Venice was the first city to launch the biennale in 1895. Such large-scale art events are indicative of a society’s dynamic engagement with visual culture. They also proclaim a confidence in the public space to be receptive to avant garde concepts. Biennales remove the boundary between the refined exclusivity of the art gallery as elite space as they open spaces for mass engagement with visual culture.

Lahore and Karachi are making a bold initiative into the biennale universe by holding their first events in 2017. The impact of these events on developing critical dialogue cannot be overemphasised, particularly, as Aziz Sohail points out, in the year of Pakistan’s 70th anniversary.

Lahore has appointed Rashid Rana as artistic director of the biennale. The Karachi Biennale Committee has adopted the conceptual title called ‘Witness’ as the umbrella term to project art. They inaugurated the innovative programme called Reel on Hai, which invites artists, designers and architects to creatively transform a hundred wooden cable reels into works of art that will be placed at various locations in Karachi. The cables have been donated by Pakistan Cables. The project kicked off with the first reel painted by the gifted calligraphy artist, Sanki King.

Niilofur Farrukh who is on the Karachi Biennale Committee is enthusiastic about engaging new audiences because of the expansion of the Biennale across eight venues. She sees Performance and Video Art becoming more mainstream and developing within a local context. The Karachi Biennale, she succinctly states, “will allow visitors to see our art in its ecosystem.”

This localisation of art display is a corollary to the success of Pakistani artists such as Rashid Rana, Shazia Sikander, Imran Qureshi, etc. who have shown their work abroad to critical acclaim. The metropolis becomes the epicenter of attention as opposed to the export of local talent.

The shifting of art to the public sphere entails a seismic re-contextualisation of art material that can be presented to a wider audience. The curatorial processes that underlie the selection of art for viewing by a wider demographic are operating under a different set of criteria from those that govern gallery selection.
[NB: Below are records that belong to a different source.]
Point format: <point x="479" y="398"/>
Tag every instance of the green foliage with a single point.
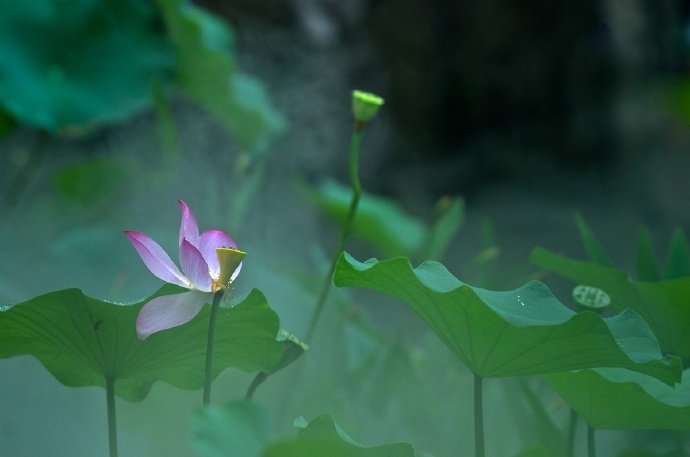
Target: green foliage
<point x="537" y="450"/>
<point x="66" y="69"/>
<point x="81" y="341"/>
<point x="235" y="429"/>
<point x="663" y="304"/>
<point x="93" y="180"/>
<point x="678" y="257"/>
<point x="293" y="349"/>
<point x="207" y="73"/>
<point x="384" y="225"/>
<point x="647" y="269"/>
<point x="322" y="437"/>
<point x="613" y="398"/>
<point x="240" y="429"/>
<point x="520" y="332"/>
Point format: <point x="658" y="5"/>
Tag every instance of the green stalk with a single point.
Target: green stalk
<point x="209" y="346"/>
<point x="572" y="428"/>
<point x="112" y="422"/>
<point x="355" y="145"/>
<point x="591" y="447"/>
<point x="478" y="416"/>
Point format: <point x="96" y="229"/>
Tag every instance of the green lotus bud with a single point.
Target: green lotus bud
<point x="365" y="105"/>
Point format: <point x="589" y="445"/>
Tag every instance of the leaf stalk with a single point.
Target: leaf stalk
<point x="112" y="420"/>
<point x="478" y="416"/>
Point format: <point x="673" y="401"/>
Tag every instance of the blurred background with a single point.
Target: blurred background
<point x="527" y="110"/>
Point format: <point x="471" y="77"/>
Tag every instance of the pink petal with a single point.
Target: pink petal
<point x="169" y="311"/>
<point x="208" y="242"/>
<point x="195" y="267"/>
<point x="156" y="259"/>
<point x="237" y="271"/>
<point x="189" y="229"/>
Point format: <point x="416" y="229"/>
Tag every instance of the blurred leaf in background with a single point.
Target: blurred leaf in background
<point x="70" y="65"/>
<point x="207" y="73"/>
<point x="93" y="180"/>
<point x="614" y="398"/>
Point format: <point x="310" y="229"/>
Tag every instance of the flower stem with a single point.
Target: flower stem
<point x="112" y="422"/>
<point x="591" y="445"/>
<point x="209" y="347"/>
<point x="572" y="428"/>
<point x="478" y="416"/>
<point x="355" y="144"/>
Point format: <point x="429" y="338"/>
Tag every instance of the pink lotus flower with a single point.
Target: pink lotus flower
<point x="210" y="262"/>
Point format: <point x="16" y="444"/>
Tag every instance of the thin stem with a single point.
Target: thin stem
<point x="209" y="347"/>
<point x="478" y="416"/>
<point x="256" y="382"/>
<point x="355" y="145"/>
<point x="112" y="421"/>
<point x="591" y="446"/>
<point x="572" y="428"/>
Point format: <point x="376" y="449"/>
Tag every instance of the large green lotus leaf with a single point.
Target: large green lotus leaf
<point x="235" y="429"/>
<point x="665" y="305"/>
<point x="615" y="398"/>
<point x="66" y="66"/>
<point x="207" y="73"/>
<point x="520" y="332"/>
<point x="322" y="437"/>
<point x="82" y="340"/>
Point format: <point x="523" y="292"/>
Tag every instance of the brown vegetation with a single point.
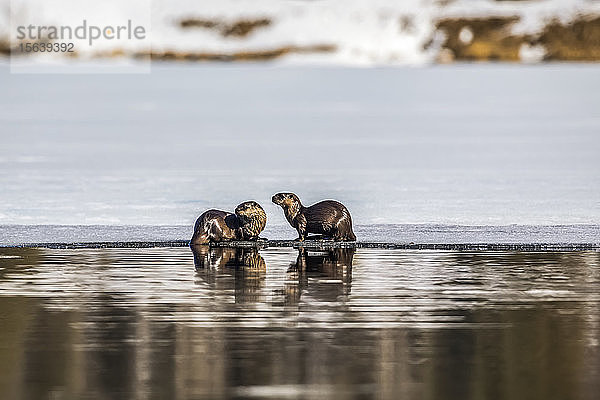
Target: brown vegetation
<point x="258" y="55"/>
<point x="578" y="40"/>
<point x="239" y="28"/>
<point x="490" y="38"/>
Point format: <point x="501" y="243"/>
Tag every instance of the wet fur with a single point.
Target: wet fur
<point x="246" y="223"/>
<point x="328" y="218"/>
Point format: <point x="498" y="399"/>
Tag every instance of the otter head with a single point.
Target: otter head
<point x="252" y="217"/>
<point x="289" y="202"/>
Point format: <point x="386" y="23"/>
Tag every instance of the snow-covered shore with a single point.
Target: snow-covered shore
<point x="346" y="32"/>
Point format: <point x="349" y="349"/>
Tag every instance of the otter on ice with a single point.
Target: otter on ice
<point x="246" y="223"/>
<point x="328" y="218"/>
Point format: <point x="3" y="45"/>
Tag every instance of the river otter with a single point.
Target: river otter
<point x="328" y="218"/>
<point x="246" y="223"/>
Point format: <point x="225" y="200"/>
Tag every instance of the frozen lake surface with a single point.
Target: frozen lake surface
<point x="285" y="323"/>
<point x="479" y="145"/>
<point x="11" y="235"/>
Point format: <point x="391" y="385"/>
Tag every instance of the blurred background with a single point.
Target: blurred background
<point x="351" y="32"/>
<point x="329" y="99"/>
But galleries too are responding to the phenomenon of art as an immersive experience.

Abid Merchant of Sanat Gallery speaks of the need artists and curators feel to go beyond showing art on the walls of a gallery. He underscores their desire to provide audiences with “a complete experience” that can be met by means of installations and performances.

The participatory trend in art loosens traditional boundaries between the producer (artist) and the consumer (audience). The audience takes on an enlarged role as cultural practitioner in order to create new boundaries in their capacity as private individual and citizen. When the exhibition space opens itself up to a public platform, the discursive possibilities of art become unpredictable, exciting, and filled with the potential to renegotiate boundaries. The art horizon in 2017 promises a rich harvest.